Heidi,
It depends wholly on the physical layout of the boxes. By using an Ex2003 server as the “default” PFDB for user mailboxes, that specific Ex2003 server will perform the cost analysis for performing referrals. Note that a referral won’t happen if that same server also has a replica. Otherwise, that specific server perceives all the Ex2007 servers to be the same cost because they’re all in the same routing group. If indeed all the Ex2007 servers have the same cost then there’s nothing special you need to do. The trick here is to avoid a client referral off to never-never land when it can otherwise be prevented.
One technique would be to deploy (at least) a single Ex2007 PFDB server into each physical AD site.
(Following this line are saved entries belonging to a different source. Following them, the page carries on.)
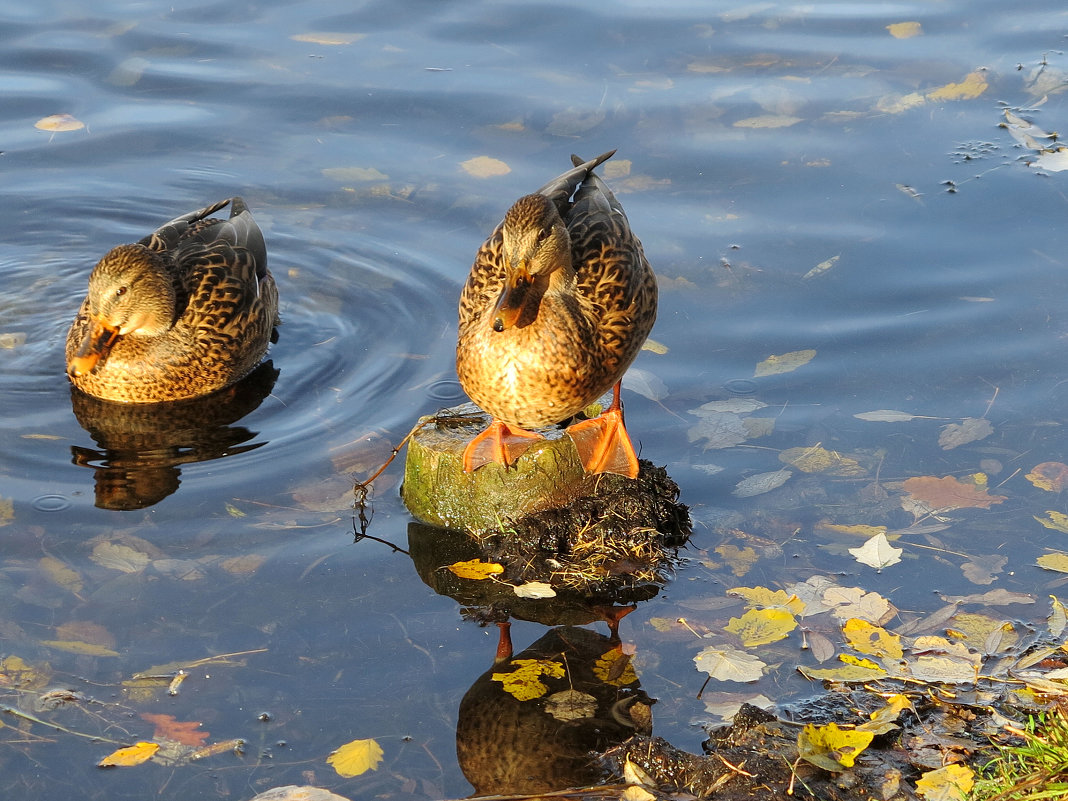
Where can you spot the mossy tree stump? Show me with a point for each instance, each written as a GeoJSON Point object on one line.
{"type": "Point", "coordinates": [438, 491]}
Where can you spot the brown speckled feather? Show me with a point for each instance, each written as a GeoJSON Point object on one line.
{"type": "Point", "coordinates": [204, 283]}
{"type": "Point", "coordinates": [579, 327]}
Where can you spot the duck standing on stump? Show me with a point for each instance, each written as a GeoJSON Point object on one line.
{"type": "Point", "coordinates": [188, 310]}
{"type": "Point", "coordinates": [558, 303]}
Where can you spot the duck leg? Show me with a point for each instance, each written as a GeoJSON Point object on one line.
{"type": "Point", "coordinates": [500, 442]}
{"type": "Point", "coordinates": [602, 442]}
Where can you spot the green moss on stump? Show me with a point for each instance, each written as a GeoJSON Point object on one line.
{"type": "Point", "coordinates": [438, 491]}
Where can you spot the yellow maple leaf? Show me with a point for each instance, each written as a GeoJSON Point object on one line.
{"type": "Point", "coordinates": [524, 681]}
{"type": "Point", "coordinates": [949, 782]}
{"type": "Point", "coordinates": [884, 718]}
{"type": "Point", "coordinates": [1056, 562]}
{"type": "Point", "coordinates": [905, 30]}
{"type": "Point", "coordinates": [475, 569]}
{"type": "Point", "coordinates": [356, 757]}
{"type": "Point", "coordinates": [762, 626]}
{"type": "Point", "coordinates": [762, 597]}
{"type": "Point", "coordinates": [615, 668]}
{"type": "Point", "coordinates": [1055, 520]}
{"type": "Point", "coordinates": [785, 362]}
{"type": "Point", "coordinates": [832, 748]}
{"type": "Point", "coordinates": [129, 756]}
{"type": "Point", "coordinates": [59, 122]}
{"type": "Point", "coordinates": [874, 640]}
{"type": "Point", "coordinates": [973, 85]}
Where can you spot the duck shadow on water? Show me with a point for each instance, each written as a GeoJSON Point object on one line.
{"type": "Point", "coordinates": [141, 448]}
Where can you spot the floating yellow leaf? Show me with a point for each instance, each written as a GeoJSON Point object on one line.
{"type": "Point", "coordinates": [59, 122]}
{"type": "Point", "coordinates": [762, 597]}
{"type": "Point", "coordinates": [1050, 475]}
{"type": "Point", "coordinates": [785, 363]}
{"type": "Point", "coordinates": [356, 757]}
{"type": "Point", "coordinates": [328, 38]}
{"type": "Point", "coordinates": [832, 748]}
{"type": "Point", "coordinates": [905, 30]}
{"type": "Point", "coordinates": [615, 668]}
{"type": "Point", "coordinates": [524, 681]}
{"type": "Point", "coordinates": [949, 783]}
{"type": "Point", "coordinates": [484, 167]}
{"type": "Point", "coordinates": [129, 756]}
{"type": "Point", "coordinates": [762, 626]}
{"type": "Point", "coordinates": [1055, 520]}
{"type": "Point", "coordinates": [768, 121]}
{"type": "Point", "coordinates": [816, 459]}
{"type": "Point", "coordinates": [873, 640]}
{"type": "Point", "coordinates": [1056, 562]}
{"type": "Point", "coordinates": [475, 569]}
{"type": "Point", "coordinates": [973, 85]}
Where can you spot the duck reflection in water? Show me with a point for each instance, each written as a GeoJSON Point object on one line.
{"type": "Point", "coordinates": [142, 446]}
{"type": "Point", "coordinates": [508, 742]}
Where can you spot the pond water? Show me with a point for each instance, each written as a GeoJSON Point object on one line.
{"type": "Point", "coordinates": [756, 141]}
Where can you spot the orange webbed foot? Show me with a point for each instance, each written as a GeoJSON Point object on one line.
{"type": "Point", "coordinates": [602, 442]}
{"type": "Point", "coordinates": [500, 442]}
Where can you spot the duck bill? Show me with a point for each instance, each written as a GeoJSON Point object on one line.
{"type": "Point", "coordinates": [515, 297]}
{"type": "Point", "coordinates": [96, 345]}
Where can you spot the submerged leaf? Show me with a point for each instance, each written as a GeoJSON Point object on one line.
{"type": "Point", "coordinates": [1050, 475]}
{"type": "Point", "coordinates": [762, 626]}
{"type": "Point", "coordinates": [728, 664]}
{"type": "Point", "coordinates": [785, 363]}
{"type": "Point", "coordinates": [877, 552]}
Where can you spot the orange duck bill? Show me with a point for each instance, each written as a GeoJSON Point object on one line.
{"type": "Point", "coordinates": [96, 345]}
{"type": "Point", "coordinates": [501, 443]}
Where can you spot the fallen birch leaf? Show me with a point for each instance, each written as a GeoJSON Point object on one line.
{"type": "Point", "coordinates": [970, 429]}
{"type": "Point", "coordinates": [877, 552]}
{"type": "Point", "coordinates": [728, 664]}
{"type": "Point", "coordinates": [484, 167]}
{"type": "Point", "coordinates": [762, 626]}
{"type": "Point", "coordinates": [760, 483]}
{"type": "Point", "coordinates": [784, 363]}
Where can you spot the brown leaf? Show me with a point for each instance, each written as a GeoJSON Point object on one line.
{"type": "Point", "coordinates": [949, 492]}
{"type": "Point", "coordinates": [187, 733]}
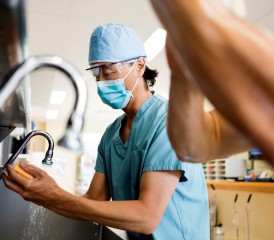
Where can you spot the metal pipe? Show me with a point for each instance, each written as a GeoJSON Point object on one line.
{"type": "Point", "coordinates": [49, 154]}
{"type": "Point", "coordinates": [75, 123]}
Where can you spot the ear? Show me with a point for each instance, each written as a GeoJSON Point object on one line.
{"type": "Point", "coordinates": [141, 66]}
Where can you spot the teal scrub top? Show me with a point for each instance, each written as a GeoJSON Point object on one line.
{"type": "Point", "coordinates": [148, 149]}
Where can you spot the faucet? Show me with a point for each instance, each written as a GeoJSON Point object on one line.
{"type": "Point", "coordinates": [71, 138]}
{"type": "Point", "coordinates": [49, 154]}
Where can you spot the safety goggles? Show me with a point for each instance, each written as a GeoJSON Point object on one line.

Then, after the hierarchy has replicated onto these new servers, adjust all the default PFDB settings for all mailbox DBs to point to one of the proximate Ex2007 PFDBs. Users shouldn’t notice much of any behavioral change as the Ex2007 server they’re now querying will a) always refer them somewhere else (as this is a hierarchy-only server) and the choice it makes for which server to send to will be consistently based on the AD site cost info, and not the legacy routing group cost info (which is how the Ex2003 server would behave).
The presence of Ex2003 servers in the org, or whether or not they contain replicas is essentially irrelevant. The only issue is which server the client asks for a referral, and then how that server computes referral costs. Since the Ex2003 servers are nearly guaranteed to produce wildly unusable referrals (given that all the Ex2007 servers appear to have the same cost), you’re better off upgrading, at the very least the PF hierarchy, to Ex2007.
You can then deploy further Ex2007 PF servers for content, and begin moving content from the Ex2003 servers at your leisure.